Dies lehnte der BGH ab, da keine hinreichende Aussicht auf Erfolg für den Minderjährigen bestehe. Weiterhin stellte er fest, dass auch Jugendliche abgemahnt sowie auf Unterlassung und Zahlung in Anspruch genommen werden können, da es sich bei einer Abmahnung nicht um eine vertragliche Handlung, zu der Geschäftsfähigkeit vorausgesetzt wird, sondern um eine unerlaubte Handlung handele, zu welcher der Täter lediglich deliktsfähig sein muss (also mindestens sieben Jahre alt).

Linkhaftung gilt auch für Minderjährige

Darüber hinaus stimmte der BGH den Vorinstanzen zu, dass in dem vorliegenden Fall eine Linkhaftung bestehe, da der Jugendliche Einfluss auf die Website, auf die er den Link stellte, hatte.

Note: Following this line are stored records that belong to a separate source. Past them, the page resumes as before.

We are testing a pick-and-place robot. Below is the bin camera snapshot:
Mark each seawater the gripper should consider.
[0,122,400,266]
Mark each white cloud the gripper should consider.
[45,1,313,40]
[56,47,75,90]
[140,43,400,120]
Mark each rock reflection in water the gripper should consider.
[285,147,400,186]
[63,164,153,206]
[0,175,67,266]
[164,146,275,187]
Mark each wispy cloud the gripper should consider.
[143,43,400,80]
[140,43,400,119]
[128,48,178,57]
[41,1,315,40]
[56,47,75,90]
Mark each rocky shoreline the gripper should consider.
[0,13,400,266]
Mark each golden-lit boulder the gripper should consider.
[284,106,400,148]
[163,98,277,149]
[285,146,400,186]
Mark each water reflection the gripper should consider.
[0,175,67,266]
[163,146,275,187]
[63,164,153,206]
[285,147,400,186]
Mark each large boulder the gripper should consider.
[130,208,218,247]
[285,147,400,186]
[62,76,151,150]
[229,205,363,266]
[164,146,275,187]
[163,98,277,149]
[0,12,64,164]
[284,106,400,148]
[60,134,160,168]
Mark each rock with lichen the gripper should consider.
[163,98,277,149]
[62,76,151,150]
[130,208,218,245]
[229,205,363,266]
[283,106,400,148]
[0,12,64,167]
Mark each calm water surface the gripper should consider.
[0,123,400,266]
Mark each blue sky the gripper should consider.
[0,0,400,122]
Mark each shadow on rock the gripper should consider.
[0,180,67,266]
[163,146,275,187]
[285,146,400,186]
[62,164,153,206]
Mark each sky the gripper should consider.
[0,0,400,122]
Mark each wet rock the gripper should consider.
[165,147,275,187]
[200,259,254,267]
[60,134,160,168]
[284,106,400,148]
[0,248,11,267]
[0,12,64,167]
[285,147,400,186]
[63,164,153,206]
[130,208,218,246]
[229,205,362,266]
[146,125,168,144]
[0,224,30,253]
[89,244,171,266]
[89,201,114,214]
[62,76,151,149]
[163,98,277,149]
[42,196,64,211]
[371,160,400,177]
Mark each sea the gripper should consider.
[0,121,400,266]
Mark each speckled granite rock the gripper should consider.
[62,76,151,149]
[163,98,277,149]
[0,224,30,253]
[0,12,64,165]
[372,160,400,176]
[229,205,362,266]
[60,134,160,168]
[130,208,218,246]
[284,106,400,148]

Es sei davon auszugehen, dass der Minderjährige den Link selbst auf die Seite gestellt habe und folglich hätte er den Link auch ohne weiteres wieder entfernen können.

Der BGH stellte fest, dass der Minderjährige weiterhin auch auf Unterlassung, für Schadensersatz und Rechtsanwaltskosten hafte.

Fazit

Bemerkenswert an dem Urteil des BGH ist, dass sich die Rechtssprechung zu Lasten des Linksetzers verschoben hat. Jede Verlinkung sollte in Zukunft genauestens geprüft und im Zweifel lieber weggelassen werden.